C. Investigating the Subject through the Literature

Recent research on Autism Spectrum Disorder (ASD) has highlighted the crucial role of genetic variations in the development and clinical manifestations of this disorder. Various studies published on PubMed have explored the genes involved and provided valuable insights into how they influence the phenotypes observed in ASD.

• Synaptic Adhesion Genes:
  Mutations in genes encoding synaptic adhesion proteins, such as NRXN1 and NLGN4, have been shown to result in more severe forms of ASD. These genes are essential for synapse formation and function, and their mutations can lead to severe synaptic dysfunctions, associated with pronounced cognitive and behavioral deficits【2】.
  

• Genes Implicated in Channelopathies: SCN2A and CACNA1C
  Genes encoding ion channel subunits, such as SCN2A and CACNA1C, are associated with severe autism and epilepsy phenotypes. These mutations affect neuronal excitability and synaptic transmission, contributing to complex and severe clinical manifestations【3】.
  

• Role of the CHD8 Gene: Chromatin Remodeling and Gene Expression
  A detailed study published in Nature Genetics suggests that de novo mutations in CHD8, a gene involved in chromatin remodeling, are associated with severe autism phenotypes, including intellectual disability and distinct physical features. CHD8 influences the expression of many genes related to brain development, and its mutations can lead to severe neurobiological dysfunctions【3】.
  
  • CHD8 and Phenotypic Severity:
    Variants in the CHD8 gene are linked to a more severe autism phenotype, characterized by intellectual disability and distinctive physical traits such as macrocephaly. This study emphasizes the involvement of CHD8 in chromatin remodeling, which influences neurodevelopmental outcomes and cognitive function.
    

• Synaptic Genes and Neuronal Communication:
  Synaptic genes such as SHANK3 and NRXN1 play an essential role in the formation and stability of synaptic connections. A study by Buxbaum et al. (2009), titled “Neuroligin mutations: Perturbing synapses in autism spectrum disorder”, discusses mutations in neuroligin genes and their impact on ASD. These genes are vital for proper synaptic function, and their variations are associated with deficits in neuronal communication.
  

• Immune System and Inflammation:
  Inflammation and immune responses have also been associated with ASD. An article by Ashwood et al. (2015), titled “Neuroinflammation and autism spectrum disorder”, explores the link between inflammation and ASD, discussing inflammatory cytokines such as IL6 and TNF. This study suggests that neuroinflammation may play a role in the behavioral manifestations of ASD.
  

• Genetic Variations and CNVs:
  Structural variations of DNA, such as those found on chromosome 16p11.2, are well-documented in the literature.
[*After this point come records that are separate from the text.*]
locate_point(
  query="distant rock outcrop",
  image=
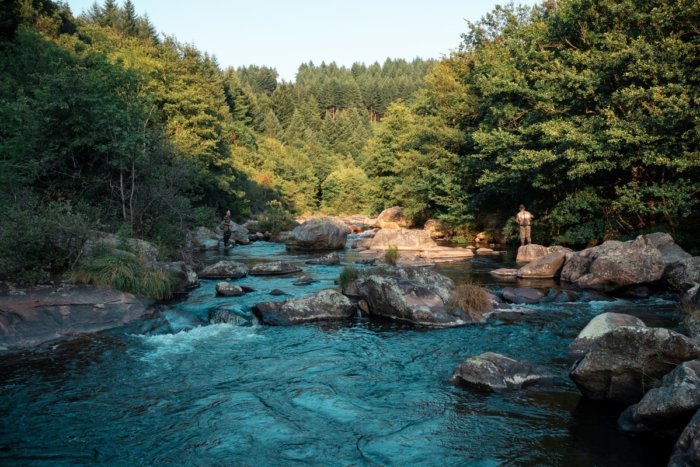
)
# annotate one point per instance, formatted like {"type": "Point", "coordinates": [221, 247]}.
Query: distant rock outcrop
{"type": "Point", "coordinates": [318, 234]}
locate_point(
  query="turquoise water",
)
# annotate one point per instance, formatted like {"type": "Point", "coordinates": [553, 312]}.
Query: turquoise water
{"type": "Point", "coordinates": [354, 393]}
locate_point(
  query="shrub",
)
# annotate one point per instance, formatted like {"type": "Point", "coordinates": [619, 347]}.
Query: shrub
{"type": "Point", "coordinates": [124, 271]}
{"type": "Point", "coordinates": [39, 239]}
{"type": "Point", "coordinates": [347, 275]}
{"type": "Point", "coordinates": [392, 255]}
{"type": "Point", "coordinates": [471, 298]}
{"type": "Point", "coordinates": [276, 219]}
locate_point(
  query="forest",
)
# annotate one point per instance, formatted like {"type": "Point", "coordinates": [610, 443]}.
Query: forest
{"type": "Point", "coordinates": [586, 111]}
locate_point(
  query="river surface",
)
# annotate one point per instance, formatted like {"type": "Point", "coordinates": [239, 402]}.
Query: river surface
{"type": "Point", "coordinates": [362, 392]}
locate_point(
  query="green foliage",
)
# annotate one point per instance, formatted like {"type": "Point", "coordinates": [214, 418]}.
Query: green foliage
{"type": "Point", "coordinates": [275, 219]}
{"type": "Point", "coordinates": [348, 275]}
{"type": "Point", "coordinates": [391, 255]}
{"type": "Point", "coordinates": [38, 239]}
{"type": "Point", "coordinates": [124, 271]}
{"type": "Point", "coordinates": [471, 298]}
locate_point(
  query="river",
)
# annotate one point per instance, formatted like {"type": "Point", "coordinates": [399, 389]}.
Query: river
{"type": "Point", "coordinates": [355, 393]}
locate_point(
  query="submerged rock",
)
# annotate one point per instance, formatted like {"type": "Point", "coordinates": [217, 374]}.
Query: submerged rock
{"type": "Point", "coordinates": [546, 266]}
{"type": "Point", "coordinates": [598, 327]}
{"type": "Point", "coordinates": [275, 268]}
{"type": "Point", "coordinates": [522, 295]}
{"type": "Point", "coordinates": [229, 290]}
{"type": "Point", "coordinates": [230, 316]}
{"type": "Point", "coordinates": [327, 304]}
{"type": "Point", "coordinates": [686, 452]}
{"type": "Point", "coordinates": [224, 270]}
{"type": "Point", "coordinates": [626, 361]}
{"type": "Point", "coordinates": [186, 279]}
{"type": "Point", "coordinates": [318, 234]}
{"type": "Point", "coordinates": [614, 264]}
{"type": "Point", "coordinates": [330, 259]}
{"type": "Point", "coordinates": [495, 372]}
{"type": "Point", "coordinates": [669, 407]}
{"type": "Point", "coordinates": [416, 296]}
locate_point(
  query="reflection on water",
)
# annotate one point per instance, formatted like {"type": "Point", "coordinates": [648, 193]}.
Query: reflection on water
{"type": "Point", "coordinates": [356, 393]}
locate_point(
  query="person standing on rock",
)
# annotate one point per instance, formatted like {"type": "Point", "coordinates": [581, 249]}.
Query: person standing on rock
{"type": "Point", "coordinates": [226, 225]}
{"type": "Point", "coordinates": [524, 219]}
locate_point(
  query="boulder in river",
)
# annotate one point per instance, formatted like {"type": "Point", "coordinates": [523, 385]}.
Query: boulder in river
{"type": "Point", "coordinates": [546, 266]}
{"type": "Point", "coordinates": [329, 259]}
{"type": "Point", "coordinates": [230, 316]}
{"type": "Point", "coordinates": [227, 289]}
{"type": "Point", "coordinates": [274, 268]}
{"type": "Point", "coordinates": [596, 328]}
{"type": "Point", "coordinates": [318, 234]}
{"type": "Point", "coordinates": [626, 362]}
{"type": "Point", "coordinates": [522, 295]}
{"type": "Point", "coordinates": [186, 279]}
{"type": "Point", "coordinates": [495, 372]}
{"type": "Point", "coordinates": [533, 251]}
{"type": "Point", "coordinates": [686, 452]}
{"type": "Point", "coordinates": [669, 407]}
{"type": "Point", "coordinates": [416, 296]}
{"type": "Point", "coordinates": [205, 239]}
{"type": "Point", "coordinates": [47, 313]}
{"type": "Point", "coordinates": [684, 274]}
{"type": "Point", "coordinates": [614, 264]}
{"type": "Point", "coordinates": [327, 304]}
{"type": "Point", "coordinates": [224, 270]}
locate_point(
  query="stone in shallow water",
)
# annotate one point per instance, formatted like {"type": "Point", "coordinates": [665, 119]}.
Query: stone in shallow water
{"type": "Point", "coordinates": [495, 372]}
{"type": "Point", "coordinates": [274, 268]}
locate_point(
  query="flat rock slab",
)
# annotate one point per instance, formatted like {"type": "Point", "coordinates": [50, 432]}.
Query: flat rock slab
{"type": "Point", "coordinates": [325, 305]}
{"type": "Point", "coordinates": [628, 361]}
{"type": "Point", "coordinates": [522, 295]}
{"type": "Point", "coordinates": [276, 268]}
{"type": "Point", "coordinates": [598, 327]}
{"type": "Point", "coordinates": [46, 314]}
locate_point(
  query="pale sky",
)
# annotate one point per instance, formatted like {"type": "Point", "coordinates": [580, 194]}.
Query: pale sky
{"type": "Point", "coordinates": [283, 34]}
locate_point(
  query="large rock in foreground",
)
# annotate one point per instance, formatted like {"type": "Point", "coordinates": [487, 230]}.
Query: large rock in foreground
{"type": "Point", "coordinates": [412, 295]}
{"type": "Point", "coordinates": [275, 268]}
{"type": "Point", "coordinates": [224, 270]}
{"type": "Point", "coordinates": [668, 407]}
{"type": "Point", "coordinates": [684, 274]}
{"type": "Point", "coordinates": [46, 314]}
{"type": "Point", "coordinates": [597, 328]}
{"type": "Point", "coordinates": [625, 362]}
{"type": "Point", "coordinates": [614, 264]}
{"type": "Point", "coordinates": [324, 305]}
{"type": "Point", "coordinates": [495, 372]}
{"type": "Point", "coordinates": [686, 452]}
{"type": "Point", "coordinates": [318, 234]}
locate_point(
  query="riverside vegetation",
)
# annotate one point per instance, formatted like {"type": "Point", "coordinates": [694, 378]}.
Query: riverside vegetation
{"type": "Point", "coordinates": [586, 112]}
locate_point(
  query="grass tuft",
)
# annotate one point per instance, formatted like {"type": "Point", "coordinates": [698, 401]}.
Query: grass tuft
{"type": "Point", "coordinates": [124, 271]}
{"type": "Point", "coordinates": [392, 255]}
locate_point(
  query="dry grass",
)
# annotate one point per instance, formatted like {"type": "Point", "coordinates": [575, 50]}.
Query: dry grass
{"type": "Point", "coordinates": [474, 300]}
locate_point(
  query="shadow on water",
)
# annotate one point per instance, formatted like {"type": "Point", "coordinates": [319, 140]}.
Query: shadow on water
{"type": "Point", "coordinates": [359, 392]}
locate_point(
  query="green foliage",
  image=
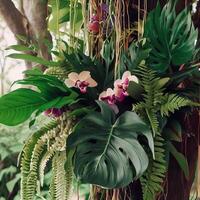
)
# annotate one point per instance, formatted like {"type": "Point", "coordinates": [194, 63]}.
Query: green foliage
{"type": "Point", "coordinates": [78, 61]}
{"type": "Point", "coordinates": [137, 53]}
{"type": "Point", "coordinates": [153, 178]}
{"type": "Point", "coordinates": [58, 185]}
{"type": "Point", "coordinates": [62, 11]}
{"type": "Point", "coordinates": [31, 153]}
{"type": "Point", "coordinates": [172, 37]}
{"type": "Point", "coordinates": [153, 92]}
{"type": "Point", "coordinates": [33, 59]}
{"type": "Point", "coordinates": [17, 106]}
{"type": "Point", "coordinates": [114, 140]}
{"type": "Point", "coordinates": [173, 102]}
{"type": "Point", "coordinates": [172, 131]}
{"type": "Point", "coordinates": [180, 158]}
{"type": "Point", "coordinates": [43, 146]}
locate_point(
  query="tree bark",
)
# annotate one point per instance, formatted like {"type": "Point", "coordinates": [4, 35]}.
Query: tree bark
{"type": "Point", "coordinates": [37, 12]}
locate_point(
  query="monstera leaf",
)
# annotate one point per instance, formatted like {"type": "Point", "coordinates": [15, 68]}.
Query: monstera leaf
{"type": "Point", "coordinates": [172, 37]}
{"type": "Point", "coordinates": [107, 150]}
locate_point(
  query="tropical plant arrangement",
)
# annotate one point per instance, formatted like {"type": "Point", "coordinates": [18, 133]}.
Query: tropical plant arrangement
{"type": "Point", "coordinates": [113, 106]}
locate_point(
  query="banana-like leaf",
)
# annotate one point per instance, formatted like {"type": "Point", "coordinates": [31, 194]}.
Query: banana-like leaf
{"type": "Point", "coordinates": [172, 37]}
{"type": "Point", "coordinates": [108, 152]}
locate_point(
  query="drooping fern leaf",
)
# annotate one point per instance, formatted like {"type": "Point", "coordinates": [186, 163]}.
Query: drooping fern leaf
{"type": "Point", "coordinates": [27, 153]}
{"type": "Point", "coordinates": [153, 87]}
{"type": "Point", "coordinates": [152, 179]}
{"type": "Point", "coordinates": [69, 176]}
{"type": "Point", "coordinates": [39, 149]}
{"type": "Point", "coordinates": [173, 102]}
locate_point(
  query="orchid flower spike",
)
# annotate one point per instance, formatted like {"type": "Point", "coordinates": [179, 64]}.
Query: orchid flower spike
{"type": "Point", "coordinates": [81, 81]}
{"type": "Point", "coordinates": [121, 85]}
{"type": "Point", "coordinates": [108, 96]}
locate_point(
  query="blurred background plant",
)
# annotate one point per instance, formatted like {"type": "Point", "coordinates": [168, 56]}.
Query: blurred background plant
{"type": "Point", "coordinates": [65, 23]}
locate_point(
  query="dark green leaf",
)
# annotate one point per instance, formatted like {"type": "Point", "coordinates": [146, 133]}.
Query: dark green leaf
{"type": "Point", "coordinates": [108, 149]}
{"type": "Point", "coordinates": [17, 106]}
{"type": "Point", "coordinates": [180, 158]}
{"type": "Point", "coordinates": [31, 58]}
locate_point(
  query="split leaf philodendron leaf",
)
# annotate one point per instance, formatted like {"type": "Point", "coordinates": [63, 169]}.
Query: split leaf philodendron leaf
{"type": "Point", "coordinates": [108, 152]}
{"type": "Point", "coordinates": [17, 106]}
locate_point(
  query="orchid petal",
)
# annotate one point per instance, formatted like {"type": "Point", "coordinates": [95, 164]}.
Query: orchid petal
{"type": "Point", "coordinates": [84, 75]}
{"type": "Point", "coordinates": [115, 108]}
{"type": "Point", "coordinates": [133, 78]}
{"type": "Point", "coordinates": [73, 76]}
{"type": "Point", "coordinates": [117, 83]}
{"type": "Point", "coordinates": [126, 75]}
{"type": "Point", "coordinates": [110, 92]}
{"type": "Point", "coordinates": [103, 94]}
{"type": "Point", "coordinates": [92, 82]}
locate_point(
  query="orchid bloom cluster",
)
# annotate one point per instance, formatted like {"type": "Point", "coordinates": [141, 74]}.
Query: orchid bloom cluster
{"type": "Point", "coordinates": [111, 96]}
{"type": "Point", "coordinates": [120, 91]}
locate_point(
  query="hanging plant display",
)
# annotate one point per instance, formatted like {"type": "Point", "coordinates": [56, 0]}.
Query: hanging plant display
{"type": "Point", "coordinates": [112, 95]}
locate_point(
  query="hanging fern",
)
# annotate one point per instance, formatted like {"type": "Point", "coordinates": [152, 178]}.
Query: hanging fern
{"type": "Point", "coordinates": [173, 102]}
{"type": "Point", "coordinates": [58, 185]}
{"type": "Point", "coordinates": [27, 156]}
{"type": "Point", "coordinates": [39, 149]}
{"type": "Point", "coordinates": [152, 179]}
{"type": "Point", "coordinates": [153, 88]}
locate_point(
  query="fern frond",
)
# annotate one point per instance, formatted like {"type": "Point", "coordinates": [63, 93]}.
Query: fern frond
{"type": "Point", "coordinates": [152, 179]}
{"type": "Point", "coordinates": [58, 72]}
{"type": "Point", "coordinates": [58, 186]}
{"type": "Point", "coordinates": [152, 97]}
{"type": "Point", "coordinates": [173, 102]}
{"type": "Point", "coordinates": [151, 114]}
{"type": "Point", "coordinates": [69, 176]}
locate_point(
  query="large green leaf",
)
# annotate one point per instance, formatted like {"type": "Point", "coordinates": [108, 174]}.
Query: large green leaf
{"type": "Point", "coordinates": [180, 158]}
{"type": "Point", "coordinates": [35, 59]}
{"type": "Point", "coordinates": [17, 106]}
{"type": "Point", "coordinates": [172, 37]}
{"type": "Point", "coordinates": [108, 152]}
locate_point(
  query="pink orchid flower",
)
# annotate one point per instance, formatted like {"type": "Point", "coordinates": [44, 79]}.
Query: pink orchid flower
{"type": "Point", "coordinates": [121, 85]}
{"type": "Point", "coordinates": [108, 96]}
{"type": "Point", "coordinates": [81, 81]}
{"type": "Point", "coordinates": [94, 24]}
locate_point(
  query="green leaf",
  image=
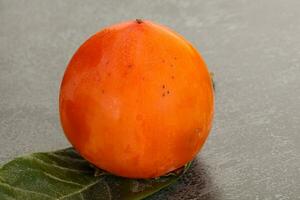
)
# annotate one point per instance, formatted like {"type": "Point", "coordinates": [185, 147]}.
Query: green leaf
{"type": "Point", "coordinates": [65, 175]}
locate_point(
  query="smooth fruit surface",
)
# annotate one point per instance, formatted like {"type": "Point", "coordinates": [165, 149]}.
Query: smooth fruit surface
{"type": "Point", "coordinates": [137, 100]}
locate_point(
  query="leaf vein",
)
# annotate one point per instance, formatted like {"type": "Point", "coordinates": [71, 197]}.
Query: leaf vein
{"type": "Point", "coordinates": [26, 191]}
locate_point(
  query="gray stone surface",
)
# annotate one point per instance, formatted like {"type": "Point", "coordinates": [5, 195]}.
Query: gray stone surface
{"type": "Point", "coordinates": [253, 47]}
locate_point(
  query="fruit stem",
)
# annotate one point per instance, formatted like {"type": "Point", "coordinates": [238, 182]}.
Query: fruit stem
{"type": "Point", "coordinates": [139, 21]}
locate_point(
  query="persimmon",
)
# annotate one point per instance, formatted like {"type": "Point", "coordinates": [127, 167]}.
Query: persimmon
{"type": "Point", "coordinates": [137, 100]}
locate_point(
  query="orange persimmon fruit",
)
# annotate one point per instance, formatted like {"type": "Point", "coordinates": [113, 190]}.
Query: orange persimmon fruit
{"type": "Point", "coordinates": [137, 100]}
A study by McClellan and King (2010), titled “Genomic analysis of mental retardation and autism: Overlapping causes”, published in the New England Journal of Medicine, analyzes the impact of such variations on ASD risk.
  

• Metabolism and Energy Homeostasis:
  Genes involved in metabolism, such as MTOR, have been analyzed in a study by Klann et al. (2015), titled “mTOR signaling in brain development and autism”, which explores the role of this signaling pathway in brain development and ASD. MTOR is critical for energy homeostasis and neuronal development, and disruptions in this pathway may contribute to the pathophysiology of ASD.
  

Special Part – Introduction

Autism Spectrum Disorder (ASD) encompasses a complex spectrum of both clinical and genetic presentations. Numerous publications—both medical and psychosocial—have reported atypical clinical cases when compared to the predominant phenotype observed in most patients diagnosed with ASD, namely those with above-average IQ. This thesis explores the link between two spectrums: the genetic and the phenotypic.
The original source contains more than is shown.